What I'd like to do is present a fairly subjective description of someone's life, always a person I know, and pose some questions and see if anyone else has anything they want to say or add to the conversation. Being subjective, I may miss something about another person's situation that helps to make sense of things and you might be the person to point that out. So, with no more delay, let me start off with someone that .

I won't be using real names, of course...

We, the wife and son and I, visited with an old college friend (of my wife's)and her daughter recently. We would have seen her husband, but as is often the case, he had to work this past weekend. I have only seen him three times: at their wedding, at another person's wedding, and once at their apartment for dinner several years ago.

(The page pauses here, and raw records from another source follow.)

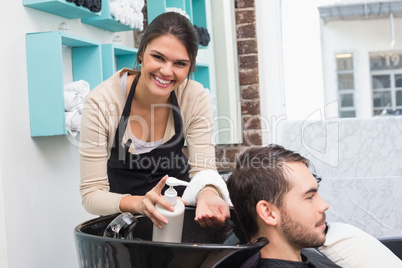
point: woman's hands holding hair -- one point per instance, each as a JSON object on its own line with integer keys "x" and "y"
{"x": 146, "y": 204}
{"x": 212, "y": 210}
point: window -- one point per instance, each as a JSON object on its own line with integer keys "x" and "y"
{"x": 346, "y": 87}
{"x": 386, "y": 83}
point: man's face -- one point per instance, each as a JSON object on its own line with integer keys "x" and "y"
{"x": 303, "y": 211}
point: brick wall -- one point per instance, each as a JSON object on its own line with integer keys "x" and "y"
{"x": 249, "y": 89}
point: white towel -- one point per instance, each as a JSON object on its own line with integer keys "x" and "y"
{"x": 80, "y": 86}
{"x": 73, "y": 121}
{"x": 202, "y": 179}
{"x": 73, "y": 101}
{"x": 128, "y": 12}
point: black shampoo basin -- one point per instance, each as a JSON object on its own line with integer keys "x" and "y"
{"x": 201, "y": 247}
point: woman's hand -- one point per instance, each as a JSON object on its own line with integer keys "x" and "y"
{"x": 212, "y": 210}
{"x": 146, "y": 204}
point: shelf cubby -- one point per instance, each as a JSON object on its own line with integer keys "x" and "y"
{"x": 106, "y": 21}
{"x": 116, "y": 57}
{"x": 45, "y": 76}
{"x": 61, "y": 8}
{"x": 201, "y": 75}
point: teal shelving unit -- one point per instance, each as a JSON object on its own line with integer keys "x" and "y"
{"x": 45, "y": 76}
{"x": 201, "y": 75}
{"x": 61, "y": 8}
{"x": 106, "y": 21}
{"x": 116, "y": 57}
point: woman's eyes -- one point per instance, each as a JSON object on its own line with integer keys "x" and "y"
{"x": 181, "y": 64}
{"x": 161, "y": 58}
{"x": 157, "y": 57}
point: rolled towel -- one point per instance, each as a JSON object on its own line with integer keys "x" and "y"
{"x": 96, "y": 6}
{"x": 72, "y": 101}
{"x": 73, "y": 121}
{"x": 88, "y": 4}
{"x": 80, "y": 86}
{"x": 79, "y": 2}
{"x": 137, "y": 4}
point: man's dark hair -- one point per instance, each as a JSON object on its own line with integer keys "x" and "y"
{"x": 260, "y": 174}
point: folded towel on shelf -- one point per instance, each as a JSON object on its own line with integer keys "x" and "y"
{"x": 88, "y": 4}
{"x": 79, "y": 2}
{"x": 73, "y": 101}
{"x": 73, "y": 121}
{"x": 96, "y": 6}
{"x": 74, "y": 97}
{"x": 128, "y": 12}
{"x": 80, "y": 86}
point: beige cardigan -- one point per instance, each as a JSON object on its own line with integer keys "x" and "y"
{"x": 101, "y": 114}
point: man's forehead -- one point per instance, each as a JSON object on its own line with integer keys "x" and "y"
{"x": 299, "y": 176}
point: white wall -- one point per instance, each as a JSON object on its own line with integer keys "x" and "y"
{"x": 359, "y": 37}
{"x": 39, "y": 177}
{"x": 302, "y": 59}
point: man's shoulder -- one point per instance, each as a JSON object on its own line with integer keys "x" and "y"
{"x": 314, "y": 257}
{"x": 311, "y": 258}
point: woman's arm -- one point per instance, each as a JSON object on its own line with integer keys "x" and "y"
{"x": 96, "y": 125}
{"x": 207, "y": 188}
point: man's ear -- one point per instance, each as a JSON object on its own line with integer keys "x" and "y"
{"x": 267, "y": 212}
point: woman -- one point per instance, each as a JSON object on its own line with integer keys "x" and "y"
{"x": 133, "y": 129}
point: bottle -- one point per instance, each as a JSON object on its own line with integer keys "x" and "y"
{"x": 172, "y": 231}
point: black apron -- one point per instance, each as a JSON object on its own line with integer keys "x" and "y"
{"x": 136, "y": 174}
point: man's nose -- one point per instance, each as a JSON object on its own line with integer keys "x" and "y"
{"x": 323, "y": 206}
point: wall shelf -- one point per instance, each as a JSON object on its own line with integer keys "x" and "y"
{"x": 201, "y": 75}
{"x": 45, "y": 76}
{"x": 106, "y": 21}
{"x": 116, "y": 57}
{"x": 61, "y": 8}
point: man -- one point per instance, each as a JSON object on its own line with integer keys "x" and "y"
{"x": 276, "y": 196}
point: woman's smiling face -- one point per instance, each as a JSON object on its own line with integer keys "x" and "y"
{"x": 165, "y": 65}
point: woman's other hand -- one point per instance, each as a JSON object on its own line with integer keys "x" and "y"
{"x": 146, "y": 204}
{"x": 212, "y": 210}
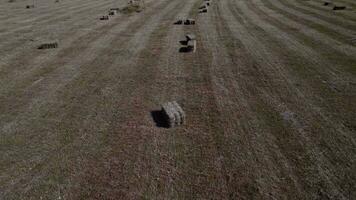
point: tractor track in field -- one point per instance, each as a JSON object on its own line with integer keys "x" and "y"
{"x": 269, "y": 99}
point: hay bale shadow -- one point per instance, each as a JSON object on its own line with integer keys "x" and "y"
{"x": 183, "y": 42}
{"x": 160, "y": 119}
{"x": 184, "y": 50}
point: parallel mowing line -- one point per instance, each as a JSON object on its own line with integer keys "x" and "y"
{"x": 46, "y": 13}
{"x": 328, "y": 16}
{"x": 293, "y": 10}
{"x": 94, "y": 35}
{"x": 22, "y": 15}
{"x": 245, "y": 84}
{"x": 11, "y": 56}
{"x": 271, "y": 39}
{"x": 336, "y": 34}
{"x": 317, "y": 6}
{"x": 117, "y": 40}
{"x": 311, "y": 40}
{"x": 48, "y": 18}
{"x": 326, "y": 180}
{"x": 309, "y": 62}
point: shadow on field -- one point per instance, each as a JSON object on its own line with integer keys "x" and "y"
{"x": 159, "y": 118}
{"x": 184, "y": 50}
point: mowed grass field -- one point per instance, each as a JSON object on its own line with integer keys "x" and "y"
{"x": 270, "y": 99}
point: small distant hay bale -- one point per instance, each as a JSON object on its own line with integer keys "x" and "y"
{"x": 190, "y": 36}
{"x": 116, "y": 9}
{"x": 51, "y": 45}
{"x": 133, "y": 6}
{"x": 192, "y": 45}
{"x": 105, "y": 17}
{"x": 204, "y": 6}
{"x": 189, "y": 22}
{"x": 179, "y": 22}
{"x": 339, "y": 7}
{"x": 205, "y": 10}
{"x": 112, "y": 12}
{"x": 173, "y": 113}
{"x": 327, "y": 3}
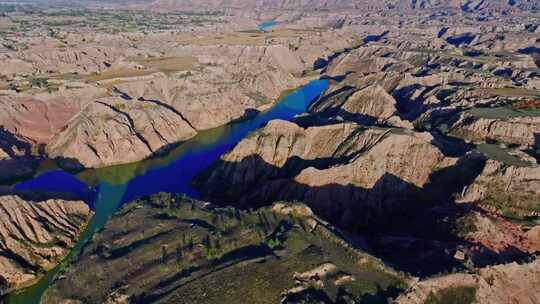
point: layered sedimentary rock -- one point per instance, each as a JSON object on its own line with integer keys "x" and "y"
{"x": 336, "y": 169}
{"x": 520, "y": 131}
{"x": 112, "y": 131}
{"x": 510, "y": 283}
{"x": 509, "y": 190}
{"x": 35, "y": 236}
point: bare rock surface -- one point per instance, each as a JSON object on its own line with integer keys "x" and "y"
{"x": 509, "y": 190}
{"x": 510, "y": 283}
{"x": 34, "y": 236}
{"x": 112, "y": 131}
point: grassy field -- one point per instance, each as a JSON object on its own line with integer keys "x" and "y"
{"x": 254, "y": 38}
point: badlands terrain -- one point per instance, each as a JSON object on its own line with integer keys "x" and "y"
{"x": 270, "y": 151}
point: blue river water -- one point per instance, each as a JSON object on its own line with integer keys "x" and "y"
{"x": 106, "y": 189}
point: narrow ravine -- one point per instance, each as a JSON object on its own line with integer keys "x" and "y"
{"x": 106, "y": 189}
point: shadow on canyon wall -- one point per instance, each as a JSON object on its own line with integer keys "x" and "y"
{"x": 411, "y": 228}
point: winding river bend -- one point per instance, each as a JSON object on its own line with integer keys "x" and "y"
{"x": 108, "y": 188}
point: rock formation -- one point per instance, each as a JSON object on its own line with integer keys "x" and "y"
{"x": 35, "y": 236}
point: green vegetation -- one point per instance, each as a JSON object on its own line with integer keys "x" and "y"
{"x": 169, "y": 248}
{"x": 453, "y": 295}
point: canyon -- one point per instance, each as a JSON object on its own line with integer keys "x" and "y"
{"x": 344, "y": 152}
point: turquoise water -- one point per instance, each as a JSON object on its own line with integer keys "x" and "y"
{"x": 267, "y": 25}
{"x": 108, "y": 188}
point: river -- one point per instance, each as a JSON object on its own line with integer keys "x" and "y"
{"x": 106, "y": 189}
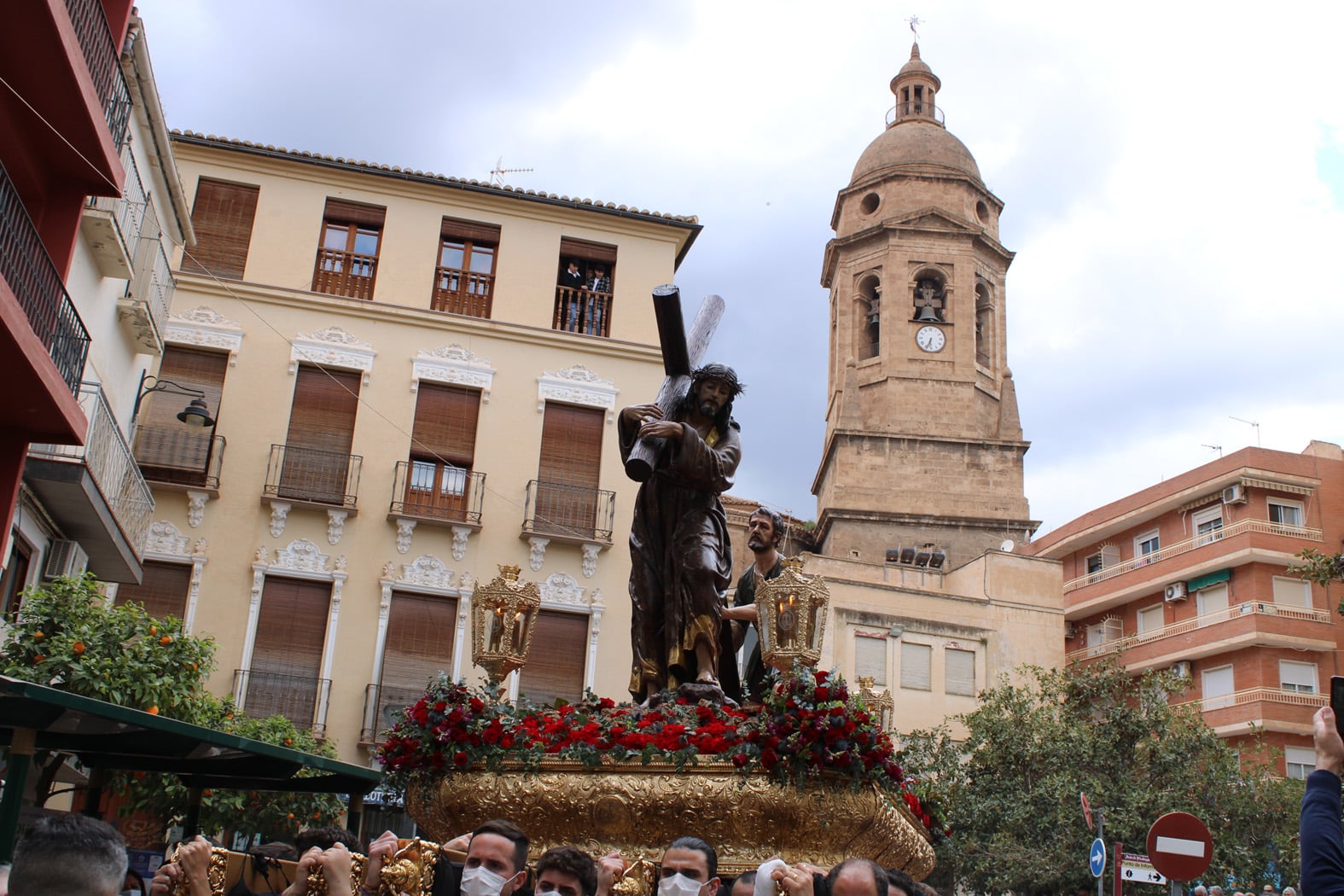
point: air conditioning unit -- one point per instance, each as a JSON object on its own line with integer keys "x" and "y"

It is pretty clear that they are conservative in their politics and I assume there is a moderately strong religious component, but I can't really say much about it because the friend has basically said that she doesn't like to discuss politics with her friends. That may simply be a nicer way of saying that she doesn't like to discuss politics with her liberal friends because she would find our views detestable and it would permanently damage the friendship. Frankly, if my views on abortion or a living wage or the War in Iraq are enough to devalue a relationship with someone, then maybe there really wasn't much to the relationship.

In any case, the wife is an attorney who recently dropped off the partner track to work more moderately normal hours as general counsel for a large, amoral corporation. Maybe she has gone from 100 hours a week to 60 hours a week. The husband who seems to still work something like 100 hours and doesn't get home many nights until 10PM, works in creative management for a large ad agency. He works long hours to help produce television commercials for things like Mountain Dew and crappy, watered down beers. These long hours make it possible for them to do lots of things, I imagine, but mostly all I can see is that they always have a new and fancy luxury car and a beautiful house in New Jersey filled with nice stuff. Their kid has more toys than any child I've ever met, but they could be the result of gifts or something.

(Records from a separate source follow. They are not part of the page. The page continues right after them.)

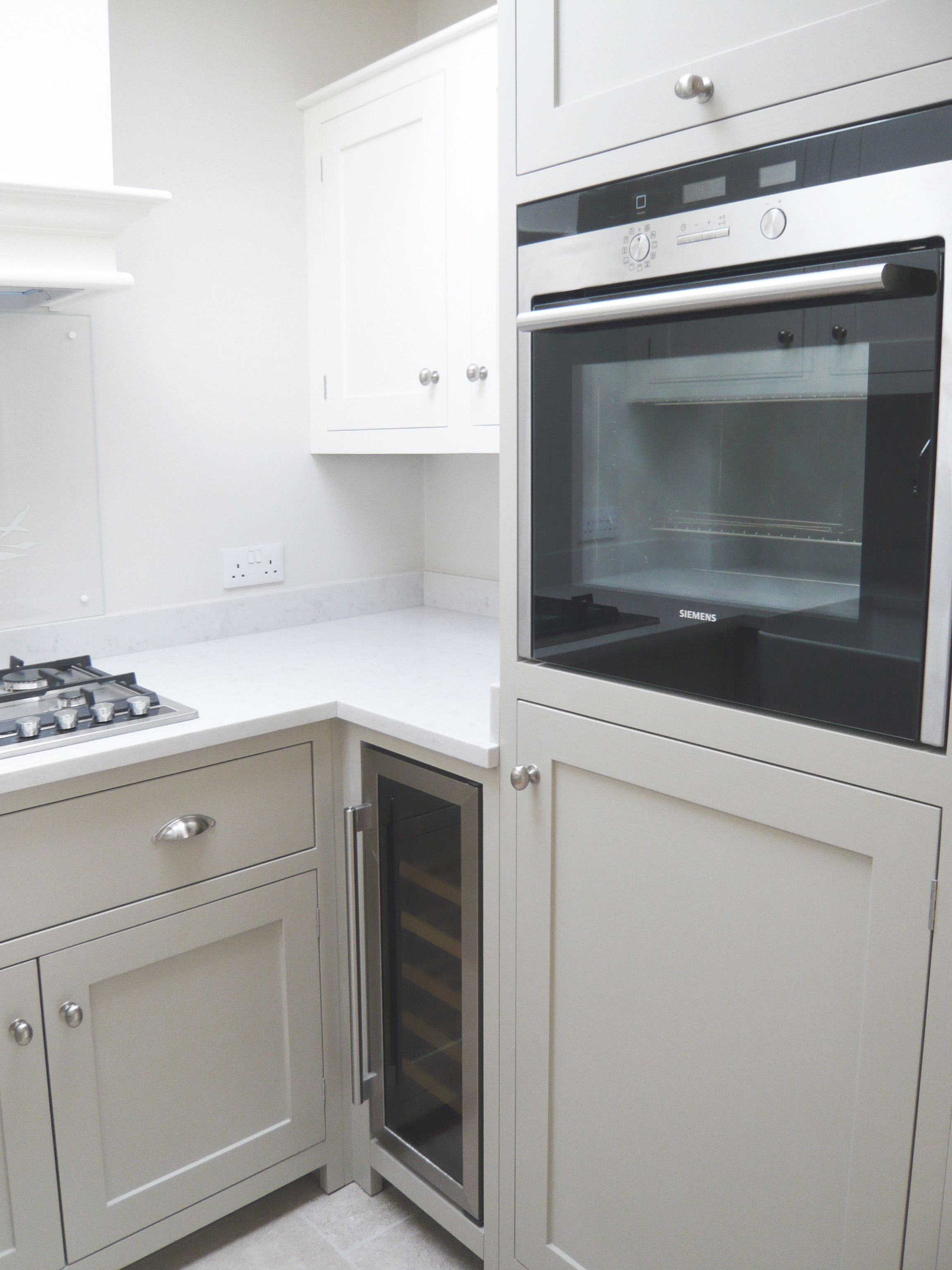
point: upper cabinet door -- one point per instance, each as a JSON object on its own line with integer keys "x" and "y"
{"x": 381, "y": 274}
{"x": 184, "y": 1056}
{"x": 721, "y": 976}
{"x": 30, "y": 1206}
{"x": 473, "y": 243}
{"x": 598, "y": 74}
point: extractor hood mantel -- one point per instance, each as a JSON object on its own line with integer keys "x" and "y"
{"x": 57, "y": 244}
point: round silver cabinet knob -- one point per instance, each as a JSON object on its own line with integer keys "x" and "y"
{"x": 71, "y": 1014}
{"x": 21, "y": 1032}
{"x": 695, "y": 88}
{"x": 67, "y": 719}
{"x": 525, "y": 776}
{"x": 774, "y": 223}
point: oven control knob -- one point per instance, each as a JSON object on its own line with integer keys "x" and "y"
{"x": 639, "y": 247}
{"x": 774, "y": 223}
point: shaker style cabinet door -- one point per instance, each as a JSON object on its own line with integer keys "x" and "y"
{"x": 184, "y": 1056}
{"x": 381, "y": 270}
{"x": 721, "y": 980}
{"x": 30, "y": 1207}
{"x": 598, "y": 74}
{"x": 473, "y": 246}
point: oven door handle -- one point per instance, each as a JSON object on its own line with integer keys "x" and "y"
{"x": 818, "y": 285}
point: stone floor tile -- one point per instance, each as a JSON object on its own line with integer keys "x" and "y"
{"x": 351, "y": 1217}
{"x": 417, "y": 1244}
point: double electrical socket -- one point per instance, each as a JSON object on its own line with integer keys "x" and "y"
{"x": 252, "y": 567}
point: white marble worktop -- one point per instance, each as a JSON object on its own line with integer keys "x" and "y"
{"x": 417, "y": 675}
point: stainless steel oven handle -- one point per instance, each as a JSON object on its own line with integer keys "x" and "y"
{"x": 356, "y": 821}
{"x": 854, "y": 280}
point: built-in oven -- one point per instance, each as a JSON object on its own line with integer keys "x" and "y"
{"x": 735, "y": 445}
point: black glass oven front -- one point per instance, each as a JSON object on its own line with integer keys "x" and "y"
{"x": 738, "y": 505}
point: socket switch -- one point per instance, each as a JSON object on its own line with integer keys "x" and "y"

On paper, it is a great life. In photographs, it is a beautiful life. In conversation, it is a very interesting and admired life. But, in reality, is it a happy life? Does this family get to spend enough time together? Are they really enjoying what they do and are the long hours and sacrifice worth a large old house filled with fancy and expensive things? What is driving them?

Is it familial expectations that drive them to this? I have gotten a strong sense that this life they are creating is partly what they want because it is what they know and have come to expect from life. And, it is what their parents may expect of them to achieve. They also may travel in social circles that exist in an elitist arena in which this lifestyle is the the minimum level one must attain to continue to operate.

I know I couldn't do it. I can barely stand a job that needs more than 40 hours of my time at this point in my life. What would I get for an additional 20 hours of effort a week and would it make up for the time I'd lose with my family? In the decades to come, will it matter more that we've got lots of money or that we invested lots of time in our children's lives? Will it matter that I decided to spend my free time running instead of working on a graduate degree or doing additional work in the office?

Don't get me wrong - I like these people. And I'm not looking to judge anyone. I just wonder if they are really getting what they want...and I can't help but start to see in them what it is that I don't want for myself.